The holiday decorations and the pretty waterfall made this my second favorite stop of the day. The best was still yet to come!

Deckertown Falls

Moving east, the next waterfall was found at the end of a residential street. There was parking and public access but it skirted private land, so if visiting, please be respectful of the neighbors. After a short walk along Catlin Mill Creek, the waterfall comes into view.

Havana Glen Park and Eagle’s Cliff Falls

The last waterfall we stopped at was my favorite. It was not as tall as Shequaga nor did it have as much water flowing over it as Hector, but it did have a serene setting and a nice walk to get to it. The park itself was closed for the season, but there was a playground and picnic areas and a restroom to make this a great summer destination for a nominal fee. It was just a short drive south from Deckertown Falls and not far from Route 14 if you were making this your first stop and viewing the waterfalls in reverse. There was lot’s of parking here.

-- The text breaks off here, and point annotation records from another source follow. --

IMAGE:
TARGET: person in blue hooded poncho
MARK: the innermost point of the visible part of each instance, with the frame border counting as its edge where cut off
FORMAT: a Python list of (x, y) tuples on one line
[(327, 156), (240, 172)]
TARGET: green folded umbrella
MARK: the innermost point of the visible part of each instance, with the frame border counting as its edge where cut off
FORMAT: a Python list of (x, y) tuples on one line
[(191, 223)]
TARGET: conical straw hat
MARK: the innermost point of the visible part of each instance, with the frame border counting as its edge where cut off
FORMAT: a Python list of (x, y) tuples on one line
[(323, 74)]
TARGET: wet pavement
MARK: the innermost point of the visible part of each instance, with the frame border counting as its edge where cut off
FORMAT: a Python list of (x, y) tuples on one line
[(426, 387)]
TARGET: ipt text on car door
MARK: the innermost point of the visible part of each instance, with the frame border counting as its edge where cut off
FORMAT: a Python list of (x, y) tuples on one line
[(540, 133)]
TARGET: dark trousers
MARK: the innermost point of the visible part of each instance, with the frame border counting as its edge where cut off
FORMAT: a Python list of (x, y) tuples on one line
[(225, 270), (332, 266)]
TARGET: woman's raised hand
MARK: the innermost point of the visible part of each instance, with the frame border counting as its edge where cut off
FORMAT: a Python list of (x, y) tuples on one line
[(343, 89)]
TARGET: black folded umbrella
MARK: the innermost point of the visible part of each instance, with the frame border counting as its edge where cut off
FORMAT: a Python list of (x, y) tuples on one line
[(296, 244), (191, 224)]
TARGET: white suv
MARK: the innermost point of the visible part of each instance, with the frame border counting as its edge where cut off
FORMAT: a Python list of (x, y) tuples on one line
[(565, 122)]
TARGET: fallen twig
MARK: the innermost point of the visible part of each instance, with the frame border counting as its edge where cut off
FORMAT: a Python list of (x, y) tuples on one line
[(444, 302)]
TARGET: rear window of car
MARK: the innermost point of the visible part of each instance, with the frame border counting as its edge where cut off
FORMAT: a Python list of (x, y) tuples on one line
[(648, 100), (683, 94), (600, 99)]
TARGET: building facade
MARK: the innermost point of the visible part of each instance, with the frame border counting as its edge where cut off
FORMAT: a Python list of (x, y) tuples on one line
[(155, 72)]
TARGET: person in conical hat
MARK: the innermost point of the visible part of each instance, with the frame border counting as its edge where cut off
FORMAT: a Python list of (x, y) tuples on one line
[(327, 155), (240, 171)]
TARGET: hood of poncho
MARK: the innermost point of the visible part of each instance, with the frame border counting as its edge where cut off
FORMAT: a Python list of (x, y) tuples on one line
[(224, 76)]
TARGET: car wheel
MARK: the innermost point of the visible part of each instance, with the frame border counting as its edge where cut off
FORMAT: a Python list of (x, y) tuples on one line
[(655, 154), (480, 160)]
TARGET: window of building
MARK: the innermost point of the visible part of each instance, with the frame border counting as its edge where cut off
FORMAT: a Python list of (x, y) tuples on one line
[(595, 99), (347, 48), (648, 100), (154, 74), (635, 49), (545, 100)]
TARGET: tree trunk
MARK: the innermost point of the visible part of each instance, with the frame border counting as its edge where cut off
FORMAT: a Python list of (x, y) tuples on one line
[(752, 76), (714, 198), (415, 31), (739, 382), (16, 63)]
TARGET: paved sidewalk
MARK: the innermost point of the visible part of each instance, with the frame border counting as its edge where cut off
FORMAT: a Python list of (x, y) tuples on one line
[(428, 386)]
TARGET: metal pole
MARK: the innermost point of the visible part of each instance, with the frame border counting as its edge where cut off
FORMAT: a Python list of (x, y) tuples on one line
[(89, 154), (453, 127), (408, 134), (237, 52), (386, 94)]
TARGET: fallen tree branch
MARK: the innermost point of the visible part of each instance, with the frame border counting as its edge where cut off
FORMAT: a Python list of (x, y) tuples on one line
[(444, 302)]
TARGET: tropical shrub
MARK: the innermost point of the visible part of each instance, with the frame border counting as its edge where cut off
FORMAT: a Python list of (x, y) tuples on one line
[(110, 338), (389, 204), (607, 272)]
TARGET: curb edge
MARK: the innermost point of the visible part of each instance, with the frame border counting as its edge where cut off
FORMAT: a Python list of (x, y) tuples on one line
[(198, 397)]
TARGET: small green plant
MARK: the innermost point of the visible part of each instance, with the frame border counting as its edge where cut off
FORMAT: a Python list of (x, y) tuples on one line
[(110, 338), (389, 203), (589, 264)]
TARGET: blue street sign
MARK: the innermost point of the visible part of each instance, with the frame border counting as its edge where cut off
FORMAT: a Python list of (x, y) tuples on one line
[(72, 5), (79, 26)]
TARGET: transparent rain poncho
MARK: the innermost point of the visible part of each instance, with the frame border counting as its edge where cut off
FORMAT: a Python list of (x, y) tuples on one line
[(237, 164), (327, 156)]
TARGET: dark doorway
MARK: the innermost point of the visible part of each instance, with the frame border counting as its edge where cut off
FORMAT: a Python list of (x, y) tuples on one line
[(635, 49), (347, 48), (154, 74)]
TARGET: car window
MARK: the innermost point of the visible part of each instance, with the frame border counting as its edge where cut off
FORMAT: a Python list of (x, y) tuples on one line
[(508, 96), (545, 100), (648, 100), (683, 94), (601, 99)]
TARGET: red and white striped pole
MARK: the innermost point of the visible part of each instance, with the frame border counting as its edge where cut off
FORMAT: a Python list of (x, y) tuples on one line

The short walk to the falls first took you across the lawn of the picnic area, then it began to follow the creek, complete with the riffles seen in the photo above.

The path was a sturdy mix of wooden boardwalks, metal stairs, and stone steps.

I think this was my favorite fall of the day because of how lovely and secluded the short walk to it was. It was such a peaceful setting and we enjoyed it all to ourselves for awhile.